Oktober 2015 |
151011 |
ENERGIE-CHRONIK |
Die Stadtwerke Kassel senken ihre Wasserpreise rückwirkend vom 1. Januar 2008 bis zum 31. März 2012 um zwanzig Prozent. Insgesamt müssen sie ihren Wasserkunden 17,8 Millionen Euro erstatten oder ersatzweise an das Land Hessen abführen, falls die damaligen Kunden nicht mehr zu ermitteln sind. Ein entsprechender Vergleich zwischen der Städtische Werke AG und dem Land wurde Anfang September bekanntgegeben.

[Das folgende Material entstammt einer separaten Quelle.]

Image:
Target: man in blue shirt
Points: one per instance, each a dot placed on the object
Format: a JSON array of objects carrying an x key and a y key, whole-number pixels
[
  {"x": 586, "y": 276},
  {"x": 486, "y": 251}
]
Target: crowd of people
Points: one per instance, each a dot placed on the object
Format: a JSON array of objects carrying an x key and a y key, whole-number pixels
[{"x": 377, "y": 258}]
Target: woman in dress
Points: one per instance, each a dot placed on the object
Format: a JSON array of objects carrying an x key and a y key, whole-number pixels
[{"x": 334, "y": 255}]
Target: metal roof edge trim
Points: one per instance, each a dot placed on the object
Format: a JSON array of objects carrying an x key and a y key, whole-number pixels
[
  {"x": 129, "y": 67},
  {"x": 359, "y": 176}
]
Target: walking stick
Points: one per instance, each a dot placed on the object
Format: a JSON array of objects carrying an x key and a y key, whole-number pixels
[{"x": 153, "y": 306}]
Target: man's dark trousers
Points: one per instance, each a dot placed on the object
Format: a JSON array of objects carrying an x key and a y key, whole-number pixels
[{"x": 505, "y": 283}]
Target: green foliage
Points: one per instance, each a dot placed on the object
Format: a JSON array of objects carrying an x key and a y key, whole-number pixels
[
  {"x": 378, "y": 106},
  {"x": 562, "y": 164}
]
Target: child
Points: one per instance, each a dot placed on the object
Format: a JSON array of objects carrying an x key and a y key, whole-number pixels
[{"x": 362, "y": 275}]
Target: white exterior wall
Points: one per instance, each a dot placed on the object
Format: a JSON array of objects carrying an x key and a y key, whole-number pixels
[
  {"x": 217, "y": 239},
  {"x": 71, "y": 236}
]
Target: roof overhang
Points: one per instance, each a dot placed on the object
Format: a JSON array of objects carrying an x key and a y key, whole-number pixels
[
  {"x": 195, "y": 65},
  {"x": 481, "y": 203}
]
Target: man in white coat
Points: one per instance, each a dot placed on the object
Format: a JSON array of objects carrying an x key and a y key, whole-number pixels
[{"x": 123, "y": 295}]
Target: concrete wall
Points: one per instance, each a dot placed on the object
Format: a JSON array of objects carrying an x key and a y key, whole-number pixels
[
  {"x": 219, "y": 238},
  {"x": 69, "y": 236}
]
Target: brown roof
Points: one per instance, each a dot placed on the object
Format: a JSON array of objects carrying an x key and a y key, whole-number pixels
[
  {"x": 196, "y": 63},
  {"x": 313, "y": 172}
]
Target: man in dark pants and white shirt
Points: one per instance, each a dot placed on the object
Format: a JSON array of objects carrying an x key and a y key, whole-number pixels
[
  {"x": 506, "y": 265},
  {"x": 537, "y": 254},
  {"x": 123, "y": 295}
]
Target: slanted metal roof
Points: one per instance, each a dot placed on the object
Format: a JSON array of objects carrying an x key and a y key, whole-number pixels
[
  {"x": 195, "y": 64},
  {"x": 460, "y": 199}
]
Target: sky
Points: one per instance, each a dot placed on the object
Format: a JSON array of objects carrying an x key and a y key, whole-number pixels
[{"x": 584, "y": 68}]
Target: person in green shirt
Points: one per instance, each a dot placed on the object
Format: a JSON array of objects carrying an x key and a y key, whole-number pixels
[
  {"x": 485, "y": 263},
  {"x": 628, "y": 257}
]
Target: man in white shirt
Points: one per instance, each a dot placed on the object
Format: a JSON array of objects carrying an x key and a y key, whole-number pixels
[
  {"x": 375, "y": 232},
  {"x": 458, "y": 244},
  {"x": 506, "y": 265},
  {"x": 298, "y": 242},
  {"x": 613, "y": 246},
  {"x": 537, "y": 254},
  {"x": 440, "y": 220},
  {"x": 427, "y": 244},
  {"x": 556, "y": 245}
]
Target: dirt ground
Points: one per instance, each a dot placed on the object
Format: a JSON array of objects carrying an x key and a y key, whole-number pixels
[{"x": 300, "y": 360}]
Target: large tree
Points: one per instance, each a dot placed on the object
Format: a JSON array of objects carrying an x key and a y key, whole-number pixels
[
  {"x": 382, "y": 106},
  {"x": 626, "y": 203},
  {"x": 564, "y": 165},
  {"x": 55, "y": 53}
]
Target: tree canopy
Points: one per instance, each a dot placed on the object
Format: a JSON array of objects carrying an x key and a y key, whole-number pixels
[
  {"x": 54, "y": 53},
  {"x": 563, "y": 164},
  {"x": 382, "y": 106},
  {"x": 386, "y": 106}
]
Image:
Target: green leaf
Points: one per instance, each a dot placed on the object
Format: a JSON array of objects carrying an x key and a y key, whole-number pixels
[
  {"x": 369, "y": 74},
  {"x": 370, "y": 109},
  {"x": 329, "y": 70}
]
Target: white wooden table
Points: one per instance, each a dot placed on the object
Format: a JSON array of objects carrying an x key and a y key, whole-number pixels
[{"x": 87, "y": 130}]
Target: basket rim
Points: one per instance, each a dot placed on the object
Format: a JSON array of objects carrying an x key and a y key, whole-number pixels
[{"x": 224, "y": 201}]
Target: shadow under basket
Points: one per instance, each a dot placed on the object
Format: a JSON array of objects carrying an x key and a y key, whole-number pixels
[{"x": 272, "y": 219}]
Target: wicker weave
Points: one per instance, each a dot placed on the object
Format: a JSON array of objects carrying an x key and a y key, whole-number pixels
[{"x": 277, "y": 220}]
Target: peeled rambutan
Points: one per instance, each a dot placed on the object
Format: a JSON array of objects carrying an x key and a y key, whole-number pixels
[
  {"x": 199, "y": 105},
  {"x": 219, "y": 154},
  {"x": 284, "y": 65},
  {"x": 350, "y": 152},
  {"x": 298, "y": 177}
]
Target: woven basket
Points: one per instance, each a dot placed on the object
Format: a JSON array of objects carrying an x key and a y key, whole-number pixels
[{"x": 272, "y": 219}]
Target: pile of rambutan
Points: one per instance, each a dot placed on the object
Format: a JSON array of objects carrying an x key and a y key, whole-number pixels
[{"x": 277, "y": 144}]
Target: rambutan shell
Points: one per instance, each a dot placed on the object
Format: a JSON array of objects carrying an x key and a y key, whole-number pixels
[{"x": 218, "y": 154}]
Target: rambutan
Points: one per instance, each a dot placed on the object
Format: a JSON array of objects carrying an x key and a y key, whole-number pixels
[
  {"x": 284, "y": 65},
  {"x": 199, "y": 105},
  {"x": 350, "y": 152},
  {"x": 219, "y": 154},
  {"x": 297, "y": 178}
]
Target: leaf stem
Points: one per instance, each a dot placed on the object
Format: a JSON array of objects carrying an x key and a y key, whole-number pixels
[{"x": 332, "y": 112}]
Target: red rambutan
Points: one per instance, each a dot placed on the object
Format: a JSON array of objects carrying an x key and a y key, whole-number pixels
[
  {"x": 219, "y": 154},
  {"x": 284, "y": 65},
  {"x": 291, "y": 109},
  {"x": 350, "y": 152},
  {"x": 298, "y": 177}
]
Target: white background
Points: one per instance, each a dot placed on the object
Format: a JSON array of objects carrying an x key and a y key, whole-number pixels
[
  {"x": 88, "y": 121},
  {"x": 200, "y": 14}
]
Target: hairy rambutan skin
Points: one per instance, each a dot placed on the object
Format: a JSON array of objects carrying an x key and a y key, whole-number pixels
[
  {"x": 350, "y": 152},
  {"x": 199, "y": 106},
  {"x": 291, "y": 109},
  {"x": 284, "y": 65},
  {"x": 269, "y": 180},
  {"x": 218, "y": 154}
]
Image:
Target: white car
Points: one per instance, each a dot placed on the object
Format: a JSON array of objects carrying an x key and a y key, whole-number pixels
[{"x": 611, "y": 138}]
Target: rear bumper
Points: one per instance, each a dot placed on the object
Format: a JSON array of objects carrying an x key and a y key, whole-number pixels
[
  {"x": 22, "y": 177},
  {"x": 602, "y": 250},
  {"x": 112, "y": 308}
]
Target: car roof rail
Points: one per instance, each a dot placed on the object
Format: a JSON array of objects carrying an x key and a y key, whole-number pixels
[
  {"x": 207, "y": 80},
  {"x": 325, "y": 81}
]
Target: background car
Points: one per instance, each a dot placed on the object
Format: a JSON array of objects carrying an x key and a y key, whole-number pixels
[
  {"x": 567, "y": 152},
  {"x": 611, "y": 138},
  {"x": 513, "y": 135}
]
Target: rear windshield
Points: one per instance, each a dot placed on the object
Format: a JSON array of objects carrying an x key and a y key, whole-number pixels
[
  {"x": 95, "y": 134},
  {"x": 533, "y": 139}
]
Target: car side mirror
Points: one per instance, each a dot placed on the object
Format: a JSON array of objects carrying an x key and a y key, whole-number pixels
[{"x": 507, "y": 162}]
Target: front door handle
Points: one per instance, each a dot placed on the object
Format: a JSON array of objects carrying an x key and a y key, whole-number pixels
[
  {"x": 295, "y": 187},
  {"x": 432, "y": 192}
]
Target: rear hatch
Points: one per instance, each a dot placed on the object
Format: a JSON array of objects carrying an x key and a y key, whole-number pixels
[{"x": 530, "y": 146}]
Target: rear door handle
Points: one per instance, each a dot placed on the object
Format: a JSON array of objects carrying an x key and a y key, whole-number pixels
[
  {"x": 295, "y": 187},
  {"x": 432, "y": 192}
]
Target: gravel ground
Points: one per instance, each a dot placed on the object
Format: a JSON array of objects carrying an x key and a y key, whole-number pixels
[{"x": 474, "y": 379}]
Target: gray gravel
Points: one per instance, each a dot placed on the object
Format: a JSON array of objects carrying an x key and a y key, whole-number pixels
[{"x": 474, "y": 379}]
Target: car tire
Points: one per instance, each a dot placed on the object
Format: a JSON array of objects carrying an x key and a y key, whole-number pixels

Die Landeskartellbehörde hatte 2007 auf Betreiben des damaligen Wirtschaftsministers Alois Rhiel (CDU), der sich vor allem als Kämpfer gegen steigende Strompreise profilierte (060411, 071106), mehrere Verfahren gegen kommunale Wasserversorger eingeleitet. Gegen die Kasseler Städtische Werke AG erließ sie dabei eine Preissenkungsverfügung in Höhe von 37 Prozent (081119). Mit einer Beschwerde beim Oberlandesgericht erreichten die Stadtwerke das vorläufige Ruhen des Verfahrens. Im Februar 2010 bestätigte der Bundesgerichtshof aber eine vergleichbare Preissenkungsverfügung gegen die Stadtwerke Wetzlar, womit die Erfolgschancen einer juristischen Auseinandersetzung ganz erheblich sanken (100212).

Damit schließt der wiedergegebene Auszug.